Nous, sympathisants de droite, avons fredonné cette très belle chanson de Jean Ferrat, La Montagne.

Dans les salles obscures, nous avons ri et pleuré devant les films d’Yves Montand et Simone Signoret.

Nous avons aussi admiré les tableaux de Picasso ou de Matisse …

Pourtant, nous savions que ces artistes soutenaient le Parti communiste que nous détestions ! Mais, à droite, le sectarisme n’est pas de mise alors qu’il est l’ADN de la gauche.

La dépouille de Brigitte Bardot n’était pas froide que les médias de  gauche comme Libé la trainaient déjà dans la boue, en ne retenant d’elle que ses sympathies pour les Le Pen.

Oubliés ses 50 films dont des chefs d’œuvre ! Oubliées les chansons que Serge Gainsbourg avait composées pour elle ! Oubliés, même, ses 40 ans consacrés à la défense des animaux !

Mais la gauche a raison de détester Brigitte Bardot parce qu’elle représente cette France traditionnelle qu’elle exècre. Parce qu’elle était une féministe authentique à l’inverse des néoféministes qui pratiquent un féminisme à géométrie variable en fonction de la couleur de peau des victimes ou des agresseurs de femmes !

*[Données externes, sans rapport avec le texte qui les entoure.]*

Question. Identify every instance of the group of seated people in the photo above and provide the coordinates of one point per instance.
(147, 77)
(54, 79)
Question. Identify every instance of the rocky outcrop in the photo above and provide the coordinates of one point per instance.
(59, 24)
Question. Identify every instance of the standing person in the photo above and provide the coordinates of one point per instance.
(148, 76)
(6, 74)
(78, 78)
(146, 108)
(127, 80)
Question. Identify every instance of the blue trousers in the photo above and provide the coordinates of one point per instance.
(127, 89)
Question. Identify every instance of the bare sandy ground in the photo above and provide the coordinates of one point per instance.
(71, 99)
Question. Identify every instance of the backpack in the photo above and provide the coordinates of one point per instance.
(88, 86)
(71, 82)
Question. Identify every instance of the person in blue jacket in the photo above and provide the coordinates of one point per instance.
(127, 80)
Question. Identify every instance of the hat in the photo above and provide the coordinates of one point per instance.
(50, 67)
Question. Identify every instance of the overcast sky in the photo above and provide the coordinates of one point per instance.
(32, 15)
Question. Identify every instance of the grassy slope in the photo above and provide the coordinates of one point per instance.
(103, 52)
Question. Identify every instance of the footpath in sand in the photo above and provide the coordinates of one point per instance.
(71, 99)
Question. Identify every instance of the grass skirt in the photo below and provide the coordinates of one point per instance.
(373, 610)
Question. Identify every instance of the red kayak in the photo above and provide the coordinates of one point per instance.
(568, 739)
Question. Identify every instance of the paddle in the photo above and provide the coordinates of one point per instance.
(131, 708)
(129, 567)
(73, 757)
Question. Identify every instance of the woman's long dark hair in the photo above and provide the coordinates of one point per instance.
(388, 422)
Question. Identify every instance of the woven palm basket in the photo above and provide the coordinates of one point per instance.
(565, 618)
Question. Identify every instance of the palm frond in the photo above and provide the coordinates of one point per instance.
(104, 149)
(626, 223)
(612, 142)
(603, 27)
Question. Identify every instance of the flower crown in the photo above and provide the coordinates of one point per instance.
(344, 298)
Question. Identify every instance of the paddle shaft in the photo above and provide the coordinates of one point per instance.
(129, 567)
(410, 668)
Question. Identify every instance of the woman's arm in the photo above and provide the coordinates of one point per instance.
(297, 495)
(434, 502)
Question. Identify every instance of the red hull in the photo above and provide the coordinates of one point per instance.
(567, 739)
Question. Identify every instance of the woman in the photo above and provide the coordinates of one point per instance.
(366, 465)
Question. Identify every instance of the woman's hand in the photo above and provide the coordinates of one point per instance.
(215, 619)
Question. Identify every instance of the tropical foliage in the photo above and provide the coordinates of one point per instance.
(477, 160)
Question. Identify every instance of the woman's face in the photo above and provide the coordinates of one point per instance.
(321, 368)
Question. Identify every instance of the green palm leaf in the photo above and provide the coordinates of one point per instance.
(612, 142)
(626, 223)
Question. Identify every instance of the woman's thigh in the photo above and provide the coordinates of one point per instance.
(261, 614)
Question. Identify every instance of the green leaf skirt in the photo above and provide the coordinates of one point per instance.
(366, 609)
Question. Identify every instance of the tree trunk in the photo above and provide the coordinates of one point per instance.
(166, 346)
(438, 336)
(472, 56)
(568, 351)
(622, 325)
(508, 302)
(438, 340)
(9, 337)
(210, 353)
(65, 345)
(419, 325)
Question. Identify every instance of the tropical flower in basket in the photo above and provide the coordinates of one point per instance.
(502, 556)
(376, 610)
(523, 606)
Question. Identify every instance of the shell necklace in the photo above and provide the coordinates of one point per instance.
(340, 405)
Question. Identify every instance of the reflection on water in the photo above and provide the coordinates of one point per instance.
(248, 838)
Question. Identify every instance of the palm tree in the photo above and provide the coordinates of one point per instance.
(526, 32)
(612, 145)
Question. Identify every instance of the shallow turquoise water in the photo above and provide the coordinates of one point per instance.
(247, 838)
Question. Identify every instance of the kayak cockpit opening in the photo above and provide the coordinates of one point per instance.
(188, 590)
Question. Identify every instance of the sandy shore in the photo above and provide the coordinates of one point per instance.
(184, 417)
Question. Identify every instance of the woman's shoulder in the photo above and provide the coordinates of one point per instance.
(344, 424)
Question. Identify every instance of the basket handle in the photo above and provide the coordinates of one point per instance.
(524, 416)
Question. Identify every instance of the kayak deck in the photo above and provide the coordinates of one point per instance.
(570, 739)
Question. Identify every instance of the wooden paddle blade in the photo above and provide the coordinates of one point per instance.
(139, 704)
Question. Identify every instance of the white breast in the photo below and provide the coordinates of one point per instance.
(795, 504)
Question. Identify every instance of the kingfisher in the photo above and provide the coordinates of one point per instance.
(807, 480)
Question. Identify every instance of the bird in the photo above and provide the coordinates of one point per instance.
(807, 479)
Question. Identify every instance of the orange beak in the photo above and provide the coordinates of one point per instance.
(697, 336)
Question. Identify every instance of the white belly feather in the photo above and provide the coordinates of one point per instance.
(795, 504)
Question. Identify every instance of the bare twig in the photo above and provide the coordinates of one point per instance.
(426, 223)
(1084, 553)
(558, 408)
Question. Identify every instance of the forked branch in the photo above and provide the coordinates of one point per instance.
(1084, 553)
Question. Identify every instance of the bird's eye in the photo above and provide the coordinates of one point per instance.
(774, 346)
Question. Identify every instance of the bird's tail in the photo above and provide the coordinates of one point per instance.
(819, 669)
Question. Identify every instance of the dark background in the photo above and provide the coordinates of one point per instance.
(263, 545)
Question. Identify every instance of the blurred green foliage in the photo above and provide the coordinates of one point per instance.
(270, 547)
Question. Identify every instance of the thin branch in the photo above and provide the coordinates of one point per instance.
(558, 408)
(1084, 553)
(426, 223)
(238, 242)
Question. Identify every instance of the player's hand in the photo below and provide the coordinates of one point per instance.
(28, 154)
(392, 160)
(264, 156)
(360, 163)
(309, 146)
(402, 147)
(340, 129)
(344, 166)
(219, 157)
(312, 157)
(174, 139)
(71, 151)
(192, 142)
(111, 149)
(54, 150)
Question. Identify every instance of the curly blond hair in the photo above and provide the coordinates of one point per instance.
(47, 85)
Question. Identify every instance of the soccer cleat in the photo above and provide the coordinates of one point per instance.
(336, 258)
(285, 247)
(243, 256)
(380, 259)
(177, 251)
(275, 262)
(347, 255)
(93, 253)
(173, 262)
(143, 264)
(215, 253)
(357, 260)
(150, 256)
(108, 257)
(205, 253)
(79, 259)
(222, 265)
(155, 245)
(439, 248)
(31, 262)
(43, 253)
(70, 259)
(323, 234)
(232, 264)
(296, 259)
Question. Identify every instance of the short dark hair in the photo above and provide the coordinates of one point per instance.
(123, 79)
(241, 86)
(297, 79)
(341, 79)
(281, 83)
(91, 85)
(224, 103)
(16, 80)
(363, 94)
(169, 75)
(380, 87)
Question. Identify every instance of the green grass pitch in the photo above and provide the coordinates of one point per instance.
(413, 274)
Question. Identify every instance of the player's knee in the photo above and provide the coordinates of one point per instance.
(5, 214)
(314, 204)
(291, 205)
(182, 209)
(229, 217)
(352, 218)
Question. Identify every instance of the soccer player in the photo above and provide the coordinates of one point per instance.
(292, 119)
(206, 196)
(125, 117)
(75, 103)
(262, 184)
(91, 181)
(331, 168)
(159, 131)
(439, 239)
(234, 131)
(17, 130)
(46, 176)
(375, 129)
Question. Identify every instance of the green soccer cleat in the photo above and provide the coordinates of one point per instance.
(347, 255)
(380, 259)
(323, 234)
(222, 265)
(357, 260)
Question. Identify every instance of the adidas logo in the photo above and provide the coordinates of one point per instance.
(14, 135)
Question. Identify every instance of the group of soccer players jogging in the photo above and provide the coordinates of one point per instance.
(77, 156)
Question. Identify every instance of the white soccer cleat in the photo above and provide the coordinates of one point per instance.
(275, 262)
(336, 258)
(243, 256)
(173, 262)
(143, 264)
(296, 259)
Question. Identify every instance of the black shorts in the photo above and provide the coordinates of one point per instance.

Authentique et libre, Brigitte Bardot incarne cette France éternelle que la gauche déteste !

Voici un article de The Epoch Times, un des meilleurs que j’ai pu trouver après la mort de Brigitte Bardot :

Brigitte Bardot : derrière la femme libre,
une femme « conservatrice » et « patriote »

« On m’a fermement collé une image de frontiste » pour avoir répondu au début des années 1990 à un questionnaire du quotidien catholique Présent,

affirmait-elle en 2018 dans son livre testament « Larmes de combat ».  

Je n’ai jamais demandé à personne d’être raciste et je ne pense pas nourrir de haine raciale,

affirmait Brigitte Bardot.

Brigitte Bardot, icône de la libération des mœurs dans les années 60, prêta ses traits à la Marianne républicaine. Elle se revendiquait « conservatrice » en politique et « patriote ». La droite est le « seul remède urgentissime à l’agonie de la France », écrivait-elle dans son « BBcédaire » paru en 2025.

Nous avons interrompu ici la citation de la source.